Lastly, this article has several limitations to be noted. First, the research was conducted in four provinces in northern Thailand. Hence, the findings may not be representative of the whole country or the Southeast Asian region. Second, not all the 25 designated HPRS practices are guaranteed to result in favorable or intended changes in the production environments and natural resource base. As this article focused on the adoption side of the HPRS, ex-post assessment of the environmental, social, and economic impacts of the HPRS was beyond the scope, which would be left to another article. Third, the HPRS is a relatively new system in Thailand. Thus, there is not enough information yet to assess the long-term perspectives of adoption behavior among farmers, such as on the design and mode of the HPRS training needed, and the potential non-adoption of the practices or reverse conversion of farmland.

Author Contributions

Conceptualization: C.S. and T.W.T.; data curation: C.S.; formal analysis: C.S. and T.W.T.; funding acquisition: C.S., T.W.T. and N.S.; investigation: C.S., T.W.T., A.D. and N.S.; methodology: C.S. and T.W.T.; project administration: C.S.; resources: C.S., T.W.T., A.D. and N.S.; software: T.W.T.; supervision, T.W.T., A.D. and N.S.; validation: C.S., T.W.T., A.D. and N.S.; visualization: T.W.T.; writing—original draft: C.S.; writing—review and editing: T.W.T. All authors have read and agreed to the published version of the manuscript.

Funding

The authors acknowledge open-access publication funding from the UK Research and Innovation’s Global Challenges Research Fund (UKRI GCRF) through the Trade, Development, and the Environment Hub project (project number ES/S008160/1) led by the UN Environment Programme World Conservation Monitoring Centre (UNEP-WCMC).

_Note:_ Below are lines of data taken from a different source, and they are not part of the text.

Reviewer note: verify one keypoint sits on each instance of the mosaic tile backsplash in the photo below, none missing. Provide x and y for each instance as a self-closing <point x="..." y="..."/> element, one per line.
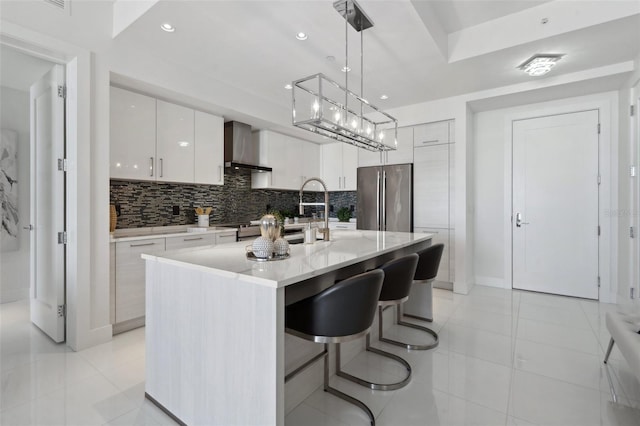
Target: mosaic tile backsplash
<point x="143" y="204"/>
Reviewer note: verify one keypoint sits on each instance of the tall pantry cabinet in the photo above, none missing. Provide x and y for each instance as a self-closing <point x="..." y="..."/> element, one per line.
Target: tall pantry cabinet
<point x="433" y="190"/>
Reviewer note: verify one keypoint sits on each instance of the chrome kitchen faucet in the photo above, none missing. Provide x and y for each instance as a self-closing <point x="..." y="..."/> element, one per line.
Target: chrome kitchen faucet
<point x="325" y="230"/>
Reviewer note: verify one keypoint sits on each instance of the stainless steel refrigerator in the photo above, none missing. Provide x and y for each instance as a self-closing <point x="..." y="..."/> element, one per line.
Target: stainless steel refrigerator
<point x="385" y="198"/>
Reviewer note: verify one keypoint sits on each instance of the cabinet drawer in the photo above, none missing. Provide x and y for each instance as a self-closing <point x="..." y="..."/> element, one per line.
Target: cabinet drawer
<point x="227" y="237"/>
<point x="441" y="236"/>
<point x="190" y="240"/>
<point x="130" y="276"/>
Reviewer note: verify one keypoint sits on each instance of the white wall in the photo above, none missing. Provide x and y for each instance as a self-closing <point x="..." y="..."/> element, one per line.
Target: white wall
<point x="492" y="163"/>
<point x="14" y="265"/>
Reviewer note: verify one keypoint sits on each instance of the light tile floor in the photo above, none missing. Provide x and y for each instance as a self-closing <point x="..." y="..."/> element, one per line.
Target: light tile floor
<point x="505" y="358"/>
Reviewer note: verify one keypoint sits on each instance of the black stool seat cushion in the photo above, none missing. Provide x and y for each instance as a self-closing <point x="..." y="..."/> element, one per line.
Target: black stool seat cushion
<point x="429" y="262"/>
<point x="398" y="277"/>
<point x="348" y="307"/>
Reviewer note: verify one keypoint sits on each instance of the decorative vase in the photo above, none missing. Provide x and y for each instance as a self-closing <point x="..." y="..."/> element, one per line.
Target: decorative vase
<point x="262" y="247"/>
<point x="281" y="247"/>
<point x="269" y="227"/>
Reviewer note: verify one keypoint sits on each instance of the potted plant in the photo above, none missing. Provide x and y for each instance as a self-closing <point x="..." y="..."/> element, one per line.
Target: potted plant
<point x="344" y="214"/>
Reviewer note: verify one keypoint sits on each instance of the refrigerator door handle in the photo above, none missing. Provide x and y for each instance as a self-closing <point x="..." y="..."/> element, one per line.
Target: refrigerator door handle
<point x="378" y="201"/>
<point x="384" y="201"/>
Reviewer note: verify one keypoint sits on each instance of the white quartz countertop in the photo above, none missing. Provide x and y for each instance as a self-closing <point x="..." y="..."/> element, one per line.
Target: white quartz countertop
<point x="306" y="260"/>
<point x="135" y="234"/>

The field work was funded by the Ministry of Agriculture and Cooperatives Scholarship and the Asian Institute of Technology Fellowship.

Institutional Review Board Statement

Not applicable.

Informed Consent Statement

Informed consent was obtained from all respondents involved in the study.

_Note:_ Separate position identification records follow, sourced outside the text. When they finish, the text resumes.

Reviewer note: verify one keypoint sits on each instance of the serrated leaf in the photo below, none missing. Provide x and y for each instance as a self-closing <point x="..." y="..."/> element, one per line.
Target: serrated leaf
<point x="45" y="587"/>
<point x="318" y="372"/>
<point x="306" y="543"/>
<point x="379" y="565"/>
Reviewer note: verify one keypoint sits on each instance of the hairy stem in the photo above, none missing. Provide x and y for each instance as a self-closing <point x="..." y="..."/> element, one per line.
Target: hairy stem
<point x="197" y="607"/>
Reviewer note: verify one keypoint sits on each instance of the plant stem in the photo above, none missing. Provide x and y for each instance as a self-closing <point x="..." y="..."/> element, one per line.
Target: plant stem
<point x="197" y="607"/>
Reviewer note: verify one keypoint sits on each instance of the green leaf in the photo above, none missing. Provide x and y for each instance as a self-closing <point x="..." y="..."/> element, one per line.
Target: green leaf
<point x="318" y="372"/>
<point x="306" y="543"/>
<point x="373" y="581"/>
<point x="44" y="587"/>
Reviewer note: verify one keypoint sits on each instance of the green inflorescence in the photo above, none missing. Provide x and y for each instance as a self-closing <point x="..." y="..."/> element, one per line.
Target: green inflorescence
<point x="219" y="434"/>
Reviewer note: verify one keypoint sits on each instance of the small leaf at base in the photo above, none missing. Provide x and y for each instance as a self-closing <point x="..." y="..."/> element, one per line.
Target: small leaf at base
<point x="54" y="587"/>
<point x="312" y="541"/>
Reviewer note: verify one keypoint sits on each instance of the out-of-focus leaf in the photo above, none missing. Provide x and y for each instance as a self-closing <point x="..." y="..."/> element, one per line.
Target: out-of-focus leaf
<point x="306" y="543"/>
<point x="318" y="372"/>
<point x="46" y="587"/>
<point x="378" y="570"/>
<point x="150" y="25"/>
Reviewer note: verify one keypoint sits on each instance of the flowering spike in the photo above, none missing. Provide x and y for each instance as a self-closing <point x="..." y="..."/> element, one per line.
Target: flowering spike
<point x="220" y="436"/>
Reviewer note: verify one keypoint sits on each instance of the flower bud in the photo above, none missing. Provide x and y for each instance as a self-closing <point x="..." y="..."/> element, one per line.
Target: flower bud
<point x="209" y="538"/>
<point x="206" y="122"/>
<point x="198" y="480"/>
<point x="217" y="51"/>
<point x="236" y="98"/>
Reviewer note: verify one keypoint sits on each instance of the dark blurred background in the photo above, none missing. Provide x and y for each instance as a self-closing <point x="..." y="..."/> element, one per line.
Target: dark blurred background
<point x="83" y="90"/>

Data Availability Statement

The data will be made available upon request to the corresponding author.

Acknowledgments

The authors extend gratitude to the interviewed farmers in northern Thailand, the Lampang Provincial Agricultural Land Reform Office (ALRO), and student assistants from Mae Cheam District, Chiang Mai Province and Mae Ramat District, Tak Province for their assistance during the field work in 2019–2020. Thitimar Chongtaku produced the map in Figure 1.

Conflicts of Interest

The authors declare no conflict of interest.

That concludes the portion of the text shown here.